On November 9, the EUR/USD (exchange rate between the euro and U.S. dollar and the world's most traded forex pair) fell some 300 pips; a 3-cent gain by the dollar.
The euro's sell-off was universally attributed to the bad news about Italian debt. And while that sounds reasonable, could you have anticipated this euro weakness before the news?
You could.
EURUSD (Intraday)
Posted On: Nov 7 2011 3:44PM ET / Nov 7 2011 8:44PM GMT
Last Price: 1.3776
[Lower] There are alternate counts available, but given the overlapping rise from 1.3609 all [wave counts] lead to euro weakness.
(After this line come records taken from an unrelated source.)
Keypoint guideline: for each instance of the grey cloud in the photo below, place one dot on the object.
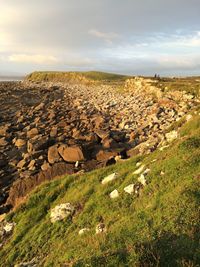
(96, 34)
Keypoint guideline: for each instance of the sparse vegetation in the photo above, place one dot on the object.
(159, 228)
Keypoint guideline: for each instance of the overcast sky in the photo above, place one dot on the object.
(124, 36)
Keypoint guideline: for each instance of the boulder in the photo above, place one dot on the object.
(142, 180)
(33, 132)
(83, 231)
(38, 144)
(129, 189)
(71, 154)
(171, 136)
(104, 155)
(114, 194)
(62, 211)
(102, 134)
(20, 143)
(109, 178)
(139, 170)
(53, 155)
(101, 228)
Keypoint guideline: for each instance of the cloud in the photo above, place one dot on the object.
(37, 59)
(128, 36)
(106, 36)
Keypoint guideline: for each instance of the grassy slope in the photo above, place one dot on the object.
(67, 76)
(160, 228)
(189, 84)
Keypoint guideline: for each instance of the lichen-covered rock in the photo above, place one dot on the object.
(129, 189)
(109, 178)
(171, 136)
(101, 228)
(61, 212)
(71, 154)
(83, 231)
(114, 194)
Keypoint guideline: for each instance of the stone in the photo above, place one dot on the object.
(3, 142)
(102, 134)
(3, 163)
(20, 142)
(3, 130)
(114, 194)
(109, 178)
(38, 144)
(53, 155)
(33, 132)
(101, 228)
(142, 179)
(104, 155)
(39, 107)
(108, 143)
(45, 166)
(31, 263)
(53, 132)
(62, 211)
(71, 154)
(188, 117)
(171, 136)
(139, 170)
(8, 227)
(31, 163)
(83, 231)
(129, 189)
(21, 164)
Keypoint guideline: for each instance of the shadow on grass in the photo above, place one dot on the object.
(170, 250)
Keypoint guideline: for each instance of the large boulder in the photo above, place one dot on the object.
(33, 132)
(61, 212)
(71, 154)
(109, 178)
(53, 155)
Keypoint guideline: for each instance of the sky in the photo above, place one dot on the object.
(137, 37)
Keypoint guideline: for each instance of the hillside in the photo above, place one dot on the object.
(83, 77)
(157, 227)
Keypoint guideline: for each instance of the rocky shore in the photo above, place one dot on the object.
(51, 129)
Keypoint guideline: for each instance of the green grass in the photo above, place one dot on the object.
(159, 228)
(91, 76)
(189, 84)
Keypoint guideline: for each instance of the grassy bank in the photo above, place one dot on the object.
(158, 228)
(87, 77)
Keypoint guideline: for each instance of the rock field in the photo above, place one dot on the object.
(48, 130)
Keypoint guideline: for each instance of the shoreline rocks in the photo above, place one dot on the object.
(45, 128)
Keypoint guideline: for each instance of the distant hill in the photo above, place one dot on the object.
(158, 228)
(72, 76)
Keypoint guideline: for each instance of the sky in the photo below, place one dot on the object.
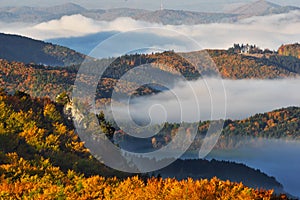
(195, 5)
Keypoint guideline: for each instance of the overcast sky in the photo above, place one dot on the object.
(196, 5)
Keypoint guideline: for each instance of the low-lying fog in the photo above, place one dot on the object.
(216, 99)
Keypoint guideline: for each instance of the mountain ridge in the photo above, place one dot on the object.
(27, 50)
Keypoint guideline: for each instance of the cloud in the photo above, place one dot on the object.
(242, 99)
(266, 31)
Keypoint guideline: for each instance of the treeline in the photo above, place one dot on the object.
(290, 50)
(278, 124)
(42, 157)
(26, 50)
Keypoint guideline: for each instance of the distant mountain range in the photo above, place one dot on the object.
(26, 50)
(261, 8)
(23, 66)
(172, 17)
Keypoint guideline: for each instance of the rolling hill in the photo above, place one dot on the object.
(37, 138)
(261, 8)
(31, 66)
(27, 50)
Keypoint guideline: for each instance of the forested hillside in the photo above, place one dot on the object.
(26, 50)
(41, 156)
(40, 80)
(290, 50)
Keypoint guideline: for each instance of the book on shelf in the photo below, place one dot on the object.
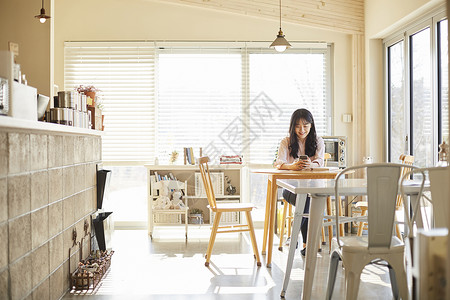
(230, 159)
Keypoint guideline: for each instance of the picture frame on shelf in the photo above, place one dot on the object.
(217, 179)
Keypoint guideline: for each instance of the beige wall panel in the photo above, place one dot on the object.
(19, 25)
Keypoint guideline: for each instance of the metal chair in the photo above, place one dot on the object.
(438, 177)
(380, 244)
(219, 208)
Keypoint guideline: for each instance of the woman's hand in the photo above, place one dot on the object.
(305, 164)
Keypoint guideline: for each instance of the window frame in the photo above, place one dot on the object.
(430, 20)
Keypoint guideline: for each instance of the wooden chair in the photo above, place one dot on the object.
(404, 159)
(219, 208)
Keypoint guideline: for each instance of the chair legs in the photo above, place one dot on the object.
(214, 233)
(362, 223)
(398, 278)
(253, 238)
(212, 237)
(352, 278)
(334, 262)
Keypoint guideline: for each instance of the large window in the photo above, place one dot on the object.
(417, 90)
(226, 100)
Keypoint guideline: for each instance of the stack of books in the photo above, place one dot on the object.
(189, 156)
(230, 159)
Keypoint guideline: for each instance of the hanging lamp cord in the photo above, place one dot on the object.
(280, 13)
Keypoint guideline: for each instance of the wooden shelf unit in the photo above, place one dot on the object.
(186, 173)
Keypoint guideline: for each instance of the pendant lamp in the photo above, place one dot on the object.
(42, 16)
(280, 44)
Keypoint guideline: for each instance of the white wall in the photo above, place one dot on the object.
(84, 20)
(383, 18)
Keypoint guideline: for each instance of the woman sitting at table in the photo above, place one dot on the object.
(302, 141)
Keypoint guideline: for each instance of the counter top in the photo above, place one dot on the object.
(43, 127)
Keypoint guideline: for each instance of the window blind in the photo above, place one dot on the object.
(125, 74)
(227, 98)
(199, 95)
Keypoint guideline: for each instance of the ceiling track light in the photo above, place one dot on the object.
(42, 16)
(280, 44)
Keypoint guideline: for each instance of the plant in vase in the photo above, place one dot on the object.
(196, 216)
(173, 156)
(88, 90)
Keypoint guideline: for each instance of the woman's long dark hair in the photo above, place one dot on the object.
(311, 138)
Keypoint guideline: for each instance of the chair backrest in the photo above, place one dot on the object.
(382, 189)
(406, 160)
(326, 157)
(440, 193)
(207, 183)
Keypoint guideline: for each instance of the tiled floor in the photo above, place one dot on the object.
(168, 267)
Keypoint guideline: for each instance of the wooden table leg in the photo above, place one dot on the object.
(266, 220)
(273, 205)
(330, 228)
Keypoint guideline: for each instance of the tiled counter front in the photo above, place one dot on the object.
(47, 187)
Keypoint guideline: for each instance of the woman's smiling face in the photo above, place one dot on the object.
(302, 129)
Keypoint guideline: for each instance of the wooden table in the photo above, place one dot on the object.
(271, 199)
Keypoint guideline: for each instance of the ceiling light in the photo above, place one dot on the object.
(42, 16)
(280, 44)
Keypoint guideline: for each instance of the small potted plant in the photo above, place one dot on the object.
(196, 216)
(88, 90)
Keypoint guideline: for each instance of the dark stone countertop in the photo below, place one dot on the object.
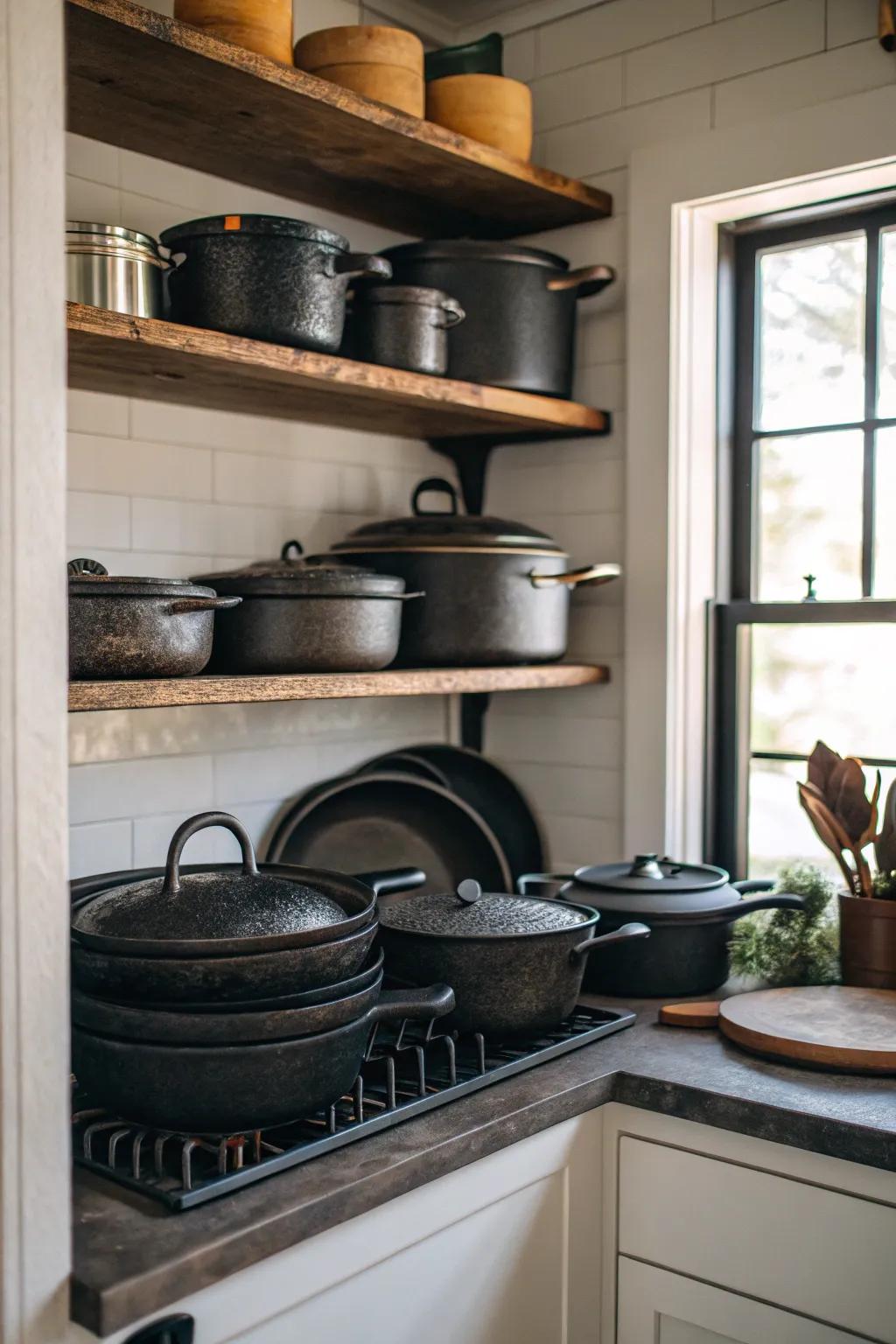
(132, 1256)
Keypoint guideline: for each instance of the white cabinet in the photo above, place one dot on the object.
(655, 1306)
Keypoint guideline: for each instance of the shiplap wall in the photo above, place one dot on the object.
(171, 491)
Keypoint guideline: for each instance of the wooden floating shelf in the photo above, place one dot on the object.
(143, 356)
(147, 82)
(332, 686)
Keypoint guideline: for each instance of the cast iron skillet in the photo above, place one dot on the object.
(233, 1088)
(384, 819)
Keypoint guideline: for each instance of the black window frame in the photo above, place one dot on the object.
(734, 617)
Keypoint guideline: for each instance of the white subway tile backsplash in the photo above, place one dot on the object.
(609, 29)
(750, 42)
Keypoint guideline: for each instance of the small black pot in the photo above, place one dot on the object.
(230, 1088)
(309, 616)
(690, 910)
(136, 626)
(520, 306)
(266, 277)
(401, 326)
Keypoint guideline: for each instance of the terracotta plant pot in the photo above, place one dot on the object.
(492, 109)
(262, 25)
(868, 941)
(382, 63)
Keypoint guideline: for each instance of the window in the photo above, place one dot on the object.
(806, 642)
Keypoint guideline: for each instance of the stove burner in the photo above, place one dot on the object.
(410, 1070)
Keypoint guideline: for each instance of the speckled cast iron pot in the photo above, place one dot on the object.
(514, 962)
(305, 616)
(137, 626)
(228, 1088)
(266, 277)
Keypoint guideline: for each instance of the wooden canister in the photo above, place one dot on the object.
(868, 941)
(262, 25)
(492, 109)
(382, 63)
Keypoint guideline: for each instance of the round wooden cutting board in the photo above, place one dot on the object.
(836, 1027)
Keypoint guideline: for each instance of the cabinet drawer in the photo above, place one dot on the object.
(801, 1246)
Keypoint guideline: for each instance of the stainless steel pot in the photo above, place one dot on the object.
(108, 266)
(132, 626)
(496, 592)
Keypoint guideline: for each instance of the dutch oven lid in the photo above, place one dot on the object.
(446, 529)
(205, 906)
(652, 886)
(296, 576)
(476, 914)
(90, 578)
(265, 226)
(474, 248)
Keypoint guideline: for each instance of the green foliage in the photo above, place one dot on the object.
(792, 947)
The question is whether 1.3877 is exceeded first. Another three-wave bounce, this time from 1.3682, keeps the euro under pressure. The bearish outlook stands.
What made this forecast possible? You may or may not realize that Elliott wave patterns in market charts reflect collective mindset of the market players. Their mindset is either bullish or bearish. The bearish-looking wave patterns on November 7 showed that the euro was likely headed lower.
The forex market took the November 9 news from Italy as an excuse to start selling. But it could've just as easily been any other news report, or no news at all -- as the market's mindset was clearly bearish as early as Monday.